RSS
Логотип
Баннер в шапке 1
Баннер в шапке 2

PNIPU Transport Flow Forecasting Methodology

Product
Developers: PNIPU Perm National Research Polytechnic University
Date of the premiere of the system: 2022/07/14
Branches: Transport
Technology: Data Mining,  Vehicle Safety and Control Systems

Main article: Data mining Data mining

2022: Introduction of Transport Flow Prediction Methodology

A study by scientists from the Perm Polytechnic will help predict traffic flows. The technique will make it possible to more effectively manage the movement of cars in cities and reduce the number of congestion and road accidents. The university announced this on July 14, 2022. It will be possible to regulate the transport network based on the analysis of information from video recording complexes for traffic violations. According to scientists, the development will ensure the technological sovereignty of Russia.

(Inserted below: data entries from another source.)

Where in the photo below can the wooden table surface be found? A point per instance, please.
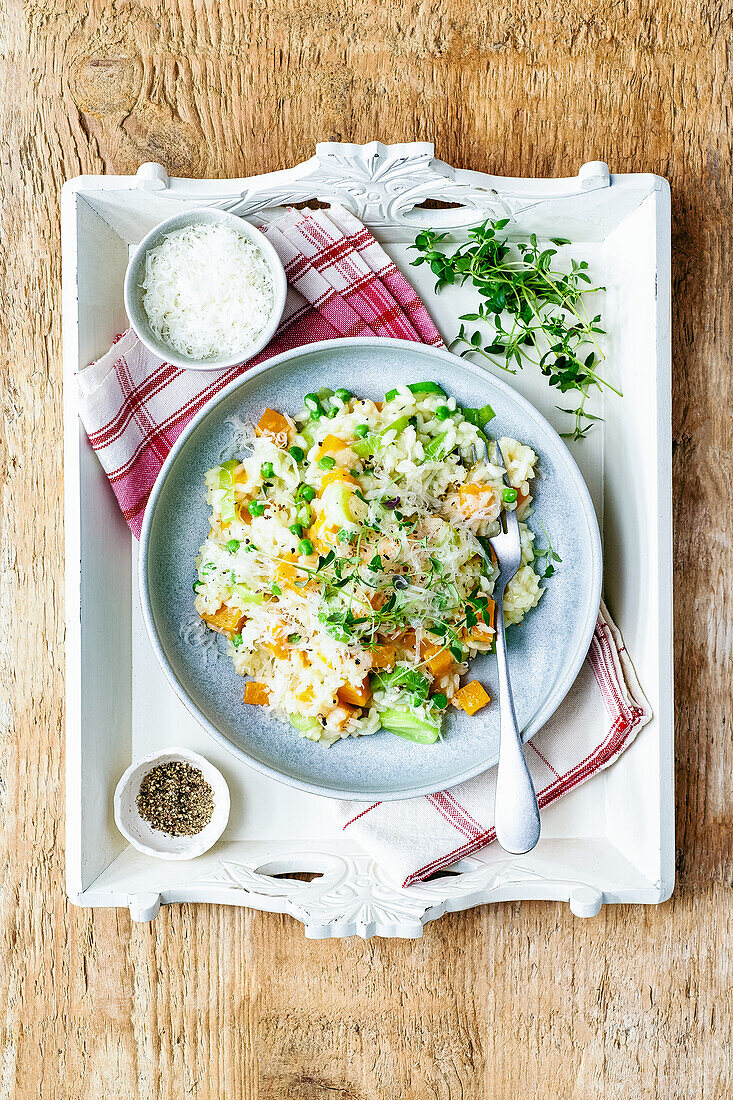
(511, 1000)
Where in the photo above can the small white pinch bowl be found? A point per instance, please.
(135, 274)
(152, 842)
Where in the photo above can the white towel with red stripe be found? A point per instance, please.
(598, 719)
(342, 284)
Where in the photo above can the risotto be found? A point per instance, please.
(342, 560)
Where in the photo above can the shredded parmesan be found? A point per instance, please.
(208, 292)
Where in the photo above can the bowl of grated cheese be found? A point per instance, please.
(205, 290)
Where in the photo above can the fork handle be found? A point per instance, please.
(516, 813)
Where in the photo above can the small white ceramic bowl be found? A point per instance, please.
(135, 274)
(152, 842)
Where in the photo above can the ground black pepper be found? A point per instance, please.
(175, 799)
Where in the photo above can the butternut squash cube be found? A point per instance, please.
(471, 697)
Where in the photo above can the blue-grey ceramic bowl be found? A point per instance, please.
(546, 650)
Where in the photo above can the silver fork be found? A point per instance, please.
(516, 813)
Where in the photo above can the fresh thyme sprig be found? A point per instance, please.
(531, 312)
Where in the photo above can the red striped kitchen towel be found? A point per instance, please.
(599, 718)
(341, 283)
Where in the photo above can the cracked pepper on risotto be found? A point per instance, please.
(342, 560)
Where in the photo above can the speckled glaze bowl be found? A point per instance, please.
(546, 650)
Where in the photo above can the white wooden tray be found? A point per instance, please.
(612, 840)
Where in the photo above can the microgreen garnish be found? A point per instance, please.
(531, 311)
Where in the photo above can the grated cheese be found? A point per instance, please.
(208, 292)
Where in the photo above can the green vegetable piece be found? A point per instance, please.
(479, 417)
(367, 447)
(417, 387)
(404, 724)
(435, 450)
(403, 677)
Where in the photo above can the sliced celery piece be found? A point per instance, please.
(404, 724)
(242, 592)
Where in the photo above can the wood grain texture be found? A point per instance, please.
(510, 1000)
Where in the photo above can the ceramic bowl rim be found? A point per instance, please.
(594, 581)
(135, 312)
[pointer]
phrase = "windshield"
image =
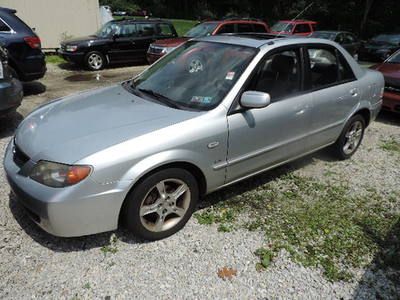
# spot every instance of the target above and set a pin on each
(108, 29)
(197, 75)
(282, 26)
(324, 35)
(202, 29)
(387, 38)
(395, 58)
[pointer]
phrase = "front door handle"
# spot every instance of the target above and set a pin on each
(354, 92)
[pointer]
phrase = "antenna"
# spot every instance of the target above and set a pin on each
(296, 17)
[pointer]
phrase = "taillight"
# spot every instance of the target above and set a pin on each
(33, 42)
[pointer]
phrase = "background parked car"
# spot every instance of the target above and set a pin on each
(348, 40)
(160, 48)
(391, 71)
(116, 42)
(380, 47)
(298, 27)
(10, 88)
(25, 57)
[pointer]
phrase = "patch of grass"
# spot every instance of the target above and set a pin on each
(391, 145)
(111, 247)
(55, 59)
(319, 224)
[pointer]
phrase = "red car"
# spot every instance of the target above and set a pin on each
(390, 68)
(298, 27)
(161, 47)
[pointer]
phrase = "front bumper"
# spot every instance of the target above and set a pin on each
(82, 209)
(11, 94)
(391, 101)
(73, 57)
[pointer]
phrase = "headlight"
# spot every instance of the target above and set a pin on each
(167, 50)
(71, 48)
(59, 175)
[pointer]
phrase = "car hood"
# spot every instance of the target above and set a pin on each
(390, 71)
(75, 127)
(170, 42)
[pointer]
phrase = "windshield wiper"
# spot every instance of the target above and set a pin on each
(161, 98)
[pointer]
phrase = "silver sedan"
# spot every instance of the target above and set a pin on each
(212, 112)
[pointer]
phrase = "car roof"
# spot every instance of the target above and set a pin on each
(298, 21)
(133, 20)
(259, 40)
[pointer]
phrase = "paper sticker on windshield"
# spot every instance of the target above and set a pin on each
(201, 100)
(230, 75)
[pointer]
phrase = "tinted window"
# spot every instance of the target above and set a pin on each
(127, 30)
(302, 28)
(4, 27)
(259, 28)
(164, 30)
(326, 69)
(227, 28)
(245, 28)
(279, 75)
(145, 29)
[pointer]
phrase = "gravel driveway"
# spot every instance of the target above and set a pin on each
(112, 265)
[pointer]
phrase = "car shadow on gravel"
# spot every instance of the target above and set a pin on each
(381, 279)
(389, 118)
(9, 123)
(60, 244)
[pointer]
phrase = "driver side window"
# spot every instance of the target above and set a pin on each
(278, 75)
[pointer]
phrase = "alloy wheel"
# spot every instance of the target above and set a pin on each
(165, 204)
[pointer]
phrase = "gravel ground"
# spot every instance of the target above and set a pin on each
(34, 264)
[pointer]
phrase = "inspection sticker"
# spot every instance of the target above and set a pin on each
(230, 75)
(201, 99)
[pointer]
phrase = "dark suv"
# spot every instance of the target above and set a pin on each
(116, 42)
(10, 88)
(25, 57)
(162, 47)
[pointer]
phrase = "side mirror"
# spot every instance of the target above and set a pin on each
(254, 99)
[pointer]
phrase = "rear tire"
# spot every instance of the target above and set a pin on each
(161, 204)
(350, 138)
(95, 61)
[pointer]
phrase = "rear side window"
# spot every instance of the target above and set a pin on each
(259, 28)
(328, 67)
(127, 30)
(245, 27)
(164, 30)
(302, 28)
(4, 27)
(227, 28)
(145, 29)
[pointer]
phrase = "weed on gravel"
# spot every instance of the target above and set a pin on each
(391, 145)
(319, 224)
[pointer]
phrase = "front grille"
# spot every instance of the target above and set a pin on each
(155, 50)
(20, 158)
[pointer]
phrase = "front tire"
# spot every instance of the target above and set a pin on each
(350, 138)
(95, 61)
(161, 204)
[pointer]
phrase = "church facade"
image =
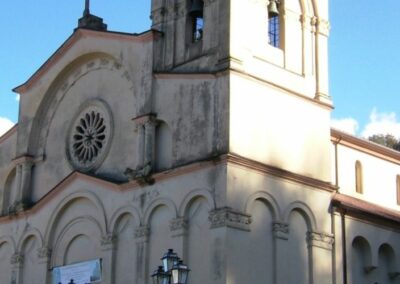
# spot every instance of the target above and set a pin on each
(209, 134)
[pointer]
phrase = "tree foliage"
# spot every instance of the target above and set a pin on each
(387, 140)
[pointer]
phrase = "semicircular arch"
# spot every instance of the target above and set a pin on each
(134, 212)
(49, 234)
(268, 199)
(156, 203)
(28, 234)
(305, 211)
(70, 74)
(192, 195)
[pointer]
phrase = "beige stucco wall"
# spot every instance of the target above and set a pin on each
(378, 176)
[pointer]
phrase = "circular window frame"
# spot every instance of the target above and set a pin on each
(91, 131)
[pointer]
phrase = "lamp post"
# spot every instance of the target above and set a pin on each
(173, 271)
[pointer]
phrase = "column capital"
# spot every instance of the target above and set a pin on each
(142, 234)
(178, 226)
(108, 241)
(17, 259)
(280, 230)
(227, 217)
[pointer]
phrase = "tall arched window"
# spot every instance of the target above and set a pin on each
(359, 177)
(274, 23)
(196, 19)
(398, 189)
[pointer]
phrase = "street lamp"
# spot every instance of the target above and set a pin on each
(173, 271)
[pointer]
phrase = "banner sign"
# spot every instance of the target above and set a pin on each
(81, 273)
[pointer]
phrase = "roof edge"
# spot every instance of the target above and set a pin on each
(366, 146)
(70, 41)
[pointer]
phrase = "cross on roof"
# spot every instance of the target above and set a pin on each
(87, 8)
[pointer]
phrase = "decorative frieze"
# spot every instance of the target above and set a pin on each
(321, 240)
(280, 230)
(227, 217)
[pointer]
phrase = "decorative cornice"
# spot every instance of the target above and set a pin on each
(281, 173)
(71, 41)
(320, 239)
(280, 230)
(227, 217)
(364, 210)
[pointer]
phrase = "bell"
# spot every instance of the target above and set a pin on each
(197, 8)
(273, 9)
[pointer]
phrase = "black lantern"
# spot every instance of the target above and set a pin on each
(173, 271)
(160, 276)
(179, 273)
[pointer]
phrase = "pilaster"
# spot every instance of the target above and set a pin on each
(108, 246)
(280, 231)
(142, 234)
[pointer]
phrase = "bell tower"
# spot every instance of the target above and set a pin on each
(194, 37)
(274, 53)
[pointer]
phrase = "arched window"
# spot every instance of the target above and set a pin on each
(274, 25)
(196, 20)
(359, 177)
(398, 189)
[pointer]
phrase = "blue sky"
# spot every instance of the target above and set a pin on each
(363, 51)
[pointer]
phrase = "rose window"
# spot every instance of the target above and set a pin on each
(89, 137)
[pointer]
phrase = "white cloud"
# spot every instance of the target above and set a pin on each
(382, 123)
(348, 125)
(5, 125)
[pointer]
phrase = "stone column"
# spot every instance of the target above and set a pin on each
(179, 227)
(320, 245)
(281, 237)
(140, 149)
(224, 222)
(44, 256)
(149, 140)
(321, 47)
(142, 239)
(107, 247)
(26, 181)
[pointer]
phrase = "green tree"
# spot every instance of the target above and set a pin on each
(387, 140)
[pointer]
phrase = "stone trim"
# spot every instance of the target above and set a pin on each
(227, 217)
(320, 239)
(280, 230)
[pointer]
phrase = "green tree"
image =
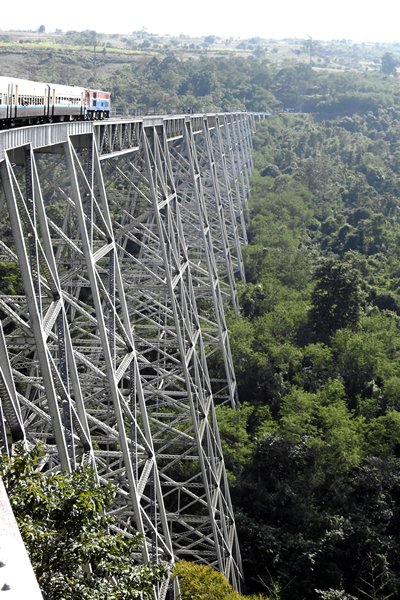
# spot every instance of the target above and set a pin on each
(74, 551)
(336, 299)
(389, 64)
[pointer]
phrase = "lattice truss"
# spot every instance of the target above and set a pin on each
(117, 272)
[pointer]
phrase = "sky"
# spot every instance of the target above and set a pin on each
(358, 20)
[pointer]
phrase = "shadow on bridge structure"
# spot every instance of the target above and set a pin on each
(124, 241)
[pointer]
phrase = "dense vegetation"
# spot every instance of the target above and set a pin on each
(314, 453)
(74, 547)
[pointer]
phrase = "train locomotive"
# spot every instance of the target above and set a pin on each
(24, 102)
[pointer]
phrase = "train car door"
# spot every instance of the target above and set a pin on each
(47, 101)
(11, 103)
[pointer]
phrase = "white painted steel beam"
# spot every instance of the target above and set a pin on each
(125, 239)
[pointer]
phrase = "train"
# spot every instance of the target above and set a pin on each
(24, 102)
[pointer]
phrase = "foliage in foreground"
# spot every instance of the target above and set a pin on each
(200, 582)
(74, 552)
(314, 454)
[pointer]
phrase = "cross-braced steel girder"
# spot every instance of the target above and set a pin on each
(125, 244)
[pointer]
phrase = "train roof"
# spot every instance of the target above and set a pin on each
(31, 87)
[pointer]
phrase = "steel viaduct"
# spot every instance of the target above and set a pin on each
(125, 237)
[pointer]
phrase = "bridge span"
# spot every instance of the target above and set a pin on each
(120, 246)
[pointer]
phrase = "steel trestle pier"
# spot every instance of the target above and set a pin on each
(120, 246)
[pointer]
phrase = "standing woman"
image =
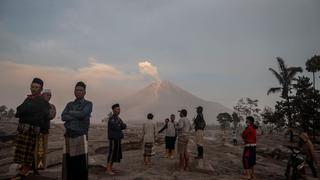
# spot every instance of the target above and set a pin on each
(32, 114)
(115, 134)
(184, 128)
(166, 139)
(249, 136)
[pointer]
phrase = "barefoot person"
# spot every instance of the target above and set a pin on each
(115, 134)
(170, 136)
(76, 117)
(184, 128)
(149, 136)
(249, 153)
(199, 125)
(42, 139)
(32, 114)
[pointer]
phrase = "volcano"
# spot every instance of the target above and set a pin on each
(163, 98)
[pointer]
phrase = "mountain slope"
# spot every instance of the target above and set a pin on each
(164, 98)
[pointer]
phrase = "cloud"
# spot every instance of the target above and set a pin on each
(147, 68)
(106, 84)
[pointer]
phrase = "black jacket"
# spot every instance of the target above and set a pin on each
(199, 122)
(33, 111)
(115, 127)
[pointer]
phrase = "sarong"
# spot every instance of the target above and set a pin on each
(183, 143)
(25, 145)
(115, 152)
(148, 149)
(41, 151)
(75, 159)
(199, 137)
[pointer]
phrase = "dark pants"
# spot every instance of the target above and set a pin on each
(170, 143)
(115, 151)
(313, 169)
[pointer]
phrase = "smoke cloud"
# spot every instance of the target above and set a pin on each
(146, 67)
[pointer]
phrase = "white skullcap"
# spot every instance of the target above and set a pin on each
(47, 91)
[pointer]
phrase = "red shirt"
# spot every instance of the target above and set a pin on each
(249, 135)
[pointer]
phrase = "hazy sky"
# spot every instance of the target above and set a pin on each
(219, 50)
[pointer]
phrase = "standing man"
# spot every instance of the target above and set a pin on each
(115, 134)
(249, 136)
(42, 139)
(76, 117)
(184, 128)
(32, 114)
(149, 136)
(199, 125)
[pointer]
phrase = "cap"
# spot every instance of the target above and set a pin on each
(46, 91)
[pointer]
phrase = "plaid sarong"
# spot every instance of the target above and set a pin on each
(183, 143)
(40, 151)
(75, 158)
(115, 150)
(148, 149)
(25, 145)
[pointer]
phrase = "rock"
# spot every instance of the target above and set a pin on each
(202, 166)
(4, 136)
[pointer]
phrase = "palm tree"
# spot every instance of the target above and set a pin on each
(313, 65)
(285, 77)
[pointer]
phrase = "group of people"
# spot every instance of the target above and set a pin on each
(36, 112)
(34, 116)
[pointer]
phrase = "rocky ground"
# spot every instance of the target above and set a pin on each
(222, 160)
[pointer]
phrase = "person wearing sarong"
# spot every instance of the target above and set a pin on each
(170, 136)
(199, 125)
(76, 117)
(249, 137)
(184, 128)
(148, 138)
(32, 114)
(42, 139)
(115, 134)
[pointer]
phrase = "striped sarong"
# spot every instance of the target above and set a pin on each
(41, 151)
(25, 145)
(75, 158)
(148, 149)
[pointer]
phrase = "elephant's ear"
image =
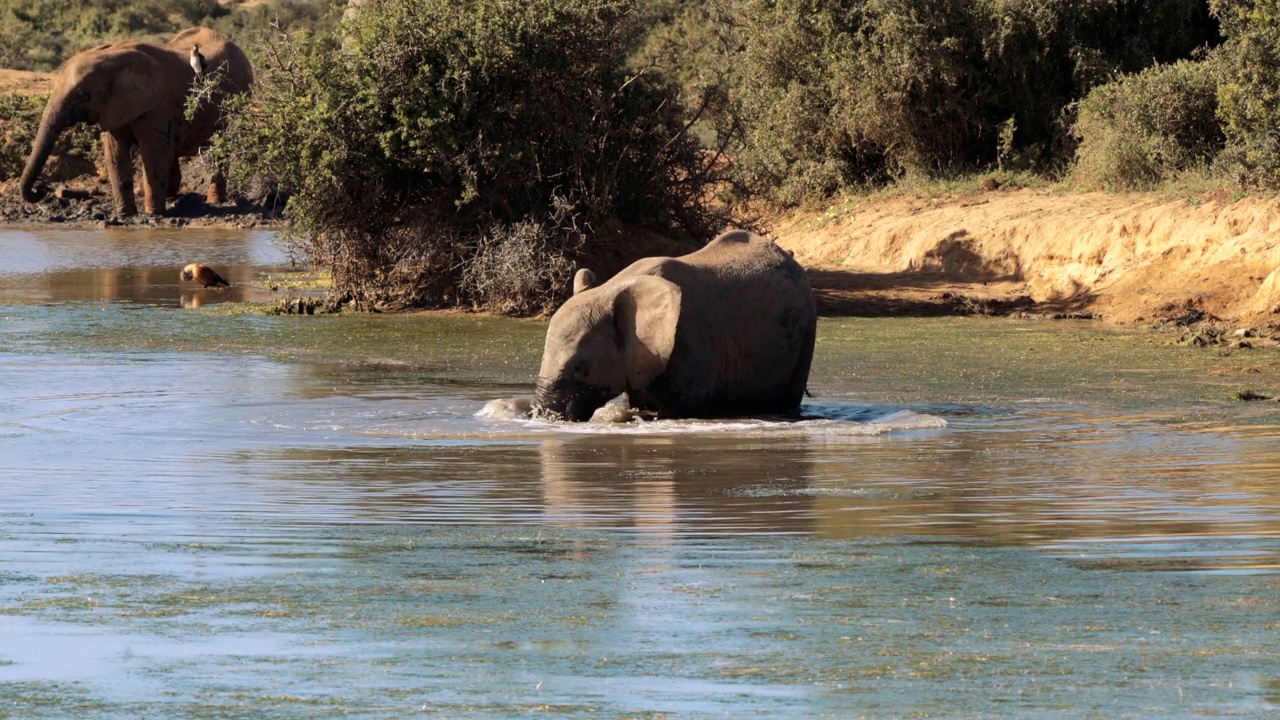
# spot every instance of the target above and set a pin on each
(583, 279)
(137, 87)
(647, 310)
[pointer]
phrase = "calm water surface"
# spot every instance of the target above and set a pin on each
(206, 514)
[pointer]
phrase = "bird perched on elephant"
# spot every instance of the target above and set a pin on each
(136, 94)
(726, 331)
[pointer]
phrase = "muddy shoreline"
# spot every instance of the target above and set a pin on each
(928, 256)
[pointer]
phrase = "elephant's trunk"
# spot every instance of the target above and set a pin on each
(50, 127)
(568, 400)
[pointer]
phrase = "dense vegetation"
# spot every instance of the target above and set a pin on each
(472, 151)
(446, 151)
(39, 35)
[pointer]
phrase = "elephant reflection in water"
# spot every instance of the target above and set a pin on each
(676, 483)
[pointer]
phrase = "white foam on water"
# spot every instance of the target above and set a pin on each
(615, 419)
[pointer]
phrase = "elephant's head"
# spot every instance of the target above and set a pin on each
(110, 86)
(603, 341)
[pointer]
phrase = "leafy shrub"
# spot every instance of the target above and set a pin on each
(1249, 99)
(1144, 128)
(841, 92)
(423, 136)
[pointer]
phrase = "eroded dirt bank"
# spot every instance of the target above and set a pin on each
(1120, 258)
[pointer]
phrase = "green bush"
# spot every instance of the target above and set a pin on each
(1144, 128)
(835, 94)
(1249, 99)
(419, 132)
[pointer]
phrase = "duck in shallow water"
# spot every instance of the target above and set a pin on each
(204, 274)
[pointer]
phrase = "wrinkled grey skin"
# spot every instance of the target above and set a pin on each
(136, 94)
(727, 331)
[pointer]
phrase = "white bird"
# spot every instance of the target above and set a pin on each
(197, 62)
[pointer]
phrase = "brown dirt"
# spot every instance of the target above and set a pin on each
(1120, 258)
(24, 82)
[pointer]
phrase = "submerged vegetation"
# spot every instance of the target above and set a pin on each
(471, 153)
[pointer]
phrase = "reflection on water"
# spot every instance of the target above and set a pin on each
(311, 516)
(135, 265)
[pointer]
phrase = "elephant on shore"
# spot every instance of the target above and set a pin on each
(136, 92)
(726, 331)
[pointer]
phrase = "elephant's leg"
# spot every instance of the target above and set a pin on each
(216, 194)
(176, 177)
(158, 154)
(117, 147)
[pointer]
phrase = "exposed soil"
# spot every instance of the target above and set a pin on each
(78, 194)
(86, 201)
(1119, 258)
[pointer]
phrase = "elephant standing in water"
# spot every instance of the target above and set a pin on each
(725, 331)
(136, 92)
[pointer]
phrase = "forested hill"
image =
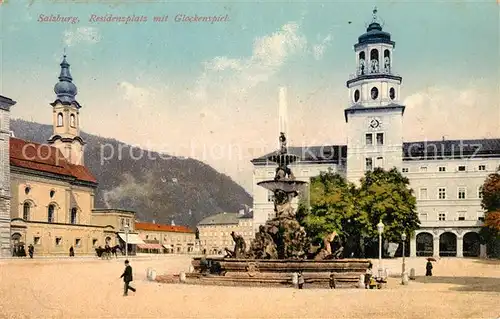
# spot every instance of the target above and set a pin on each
(181, 189)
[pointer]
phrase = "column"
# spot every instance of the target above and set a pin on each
(413, 245)
(436, 246)
(460, 246)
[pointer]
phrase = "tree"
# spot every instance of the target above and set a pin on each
(386, 196)
(490, 232)
(331, 206)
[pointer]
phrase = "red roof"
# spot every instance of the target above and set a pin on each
(46, 158)
(160, 227)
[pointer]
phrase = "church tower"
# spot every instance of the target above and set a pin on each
(66, 118)
(374, 117)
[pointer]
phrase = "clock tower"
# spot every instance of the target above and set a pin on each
(374, 117)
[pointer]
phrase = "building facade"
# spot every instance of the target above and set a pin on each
(215, 231)
(5, 105)
(47, 194)
(446, 175)
(170, 239)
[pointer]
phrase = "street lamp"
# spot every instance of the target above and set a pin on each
(126, 240)
(403, 281)
(380, 228)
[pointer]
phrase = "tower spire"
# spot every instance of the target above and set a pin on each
(65, 89)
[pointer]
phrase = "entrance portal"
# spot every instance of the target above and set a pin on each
(471, 244)
(425, 244)
(448, 245)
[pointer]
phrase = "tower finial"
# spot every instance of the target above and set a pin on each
(374, 14)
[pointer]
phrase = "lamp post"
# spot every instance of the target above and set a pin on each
(403, 281)
(380, 228)
(126, 240)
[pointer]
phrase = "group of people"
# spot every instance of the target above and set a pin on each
(20, 251)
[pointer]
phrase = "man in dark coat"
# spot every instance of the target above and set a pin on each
(127, 278)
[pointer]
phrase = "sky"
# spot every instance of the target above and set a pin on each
(210, 90)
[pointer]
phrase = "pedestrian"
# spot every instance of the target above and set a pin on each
(428, 268)
(301, 280)
(31, 250)
(127, 278)
(332, 281)
(368, 275)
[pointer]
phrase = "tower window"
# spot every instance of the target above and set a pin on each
(380, 138)
(59, 119)
(369, 139)
(50, 213)
(73, 215)
(387, 61)
(369, 164)
(356, 96)
(461, 192)
(362, 63)
(374, 66)
(26, 211)
(392, 93)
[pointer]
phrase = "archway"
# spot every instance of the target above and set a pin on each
(425, 244)
(448, 245)
(17, 245)
(471, 244)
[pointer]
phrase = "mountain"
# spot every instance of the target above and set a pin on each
(156, 186)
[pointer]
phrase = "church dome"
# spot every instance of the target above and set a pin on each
(374, 34)
(65, 89)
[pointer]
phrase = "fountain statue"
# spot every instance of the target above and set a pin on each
(281, 247)
(289, 239)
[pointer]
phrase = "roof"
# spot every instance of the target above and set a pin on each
(161, 227)
(418, 150)
(327, 153)
(46, 158)
(220, 219)
(429, 150)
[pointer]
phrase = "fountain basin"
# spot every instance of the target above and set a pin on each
(275, 272)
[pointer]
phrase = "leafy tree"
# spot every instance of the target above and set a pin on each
(490, 232)
(331, 206)
(386, 196)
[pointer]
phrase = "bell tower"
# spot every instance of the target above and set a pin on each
(66, 117)
(374, 116)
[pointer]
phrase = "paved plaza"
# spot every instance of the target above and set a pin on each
(91, 288)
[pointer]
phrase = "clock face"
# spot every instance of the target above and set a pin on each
(374, 123)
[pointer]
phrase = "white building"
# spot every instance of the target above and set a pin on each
(446, 175)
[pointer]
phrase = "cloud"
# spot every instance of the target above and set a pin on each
(319, 49)
(89, 35)
(137, 96)
(470, 112)
(269, 53)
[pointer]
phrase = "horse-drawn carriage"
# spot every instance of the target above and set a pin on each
(107, 251)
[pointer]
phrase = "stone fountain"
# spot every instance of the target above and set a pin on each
(280, 248)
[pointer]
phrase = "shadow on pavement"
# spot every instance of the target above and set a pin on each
(484, 284)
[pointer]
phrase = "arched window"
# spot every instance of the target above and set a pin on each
(26, 211)
(50, 213)
(59, 119)
(387, 61)
(374, 63)
(73, 216)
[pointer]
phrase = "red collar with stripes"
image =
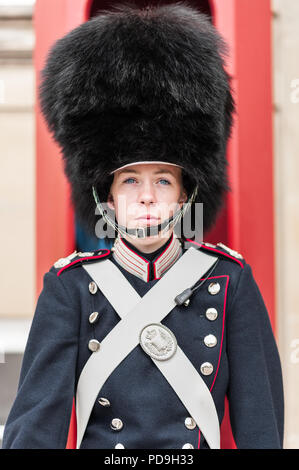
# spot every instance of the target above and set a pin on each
(140, 266)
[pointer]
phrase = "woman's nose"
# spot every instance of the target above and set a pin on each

Specialists from the Perm Directorate of Road Traffic and Road Safety Technologies LLC also took part in the development.

Using the normalized scope method, or Hirst's measure-finding, random data is studied in various fields, scientists say. For example, it allows you to predict the value of financial assets, shares and exchange quotes, market prices, currency fluctuations and economic risks. In addition, this approach is applied in physiology or medicine, in meteorology, agriculture and industrial production, as well as for the diagnosis of dynamic hydrological systems and earthquake forecasting.

File:Aquote1.png
We were the first Russia to use data from software and hardware complexes that record traffic violations to study traffic flow and analyze its intensity using this method. To do this, we investigated a section of the highway in Perm with intensive one-way traffic. It is equipped with video recording equipment that allows you to measure the characteristics of the flow of transport. We managed to find out how the intensity of cars changes during the week, and determine the patterns of changes in traffic flows, "said project Mikhail Boyarshinov, head, professor of the Department of Cars and Technological Machines of the Perm Polytechnic, Doctor of Technical Sciences.
File:Aquote2.png

Scientists have identified trends in changes in traffic flow intensity and other characteristics. The Hirst index does not evolve equally over the course of different days, but by the end of each day it takes on close values. This shows the stability of the process during the day and the presence of a trend in traffic, the developers say. At the same time, calculations show that throughout the week, the intensity of the transport flow exhibits properties characteristic of a random process.

According to scientists, the technique will help predict the movement of car flows, control the operation of traffic lights to prevent traffic congestion, and monitor equipment. This approach can be used in advanced planning, in the reconstruction of the road network and the design of new highways.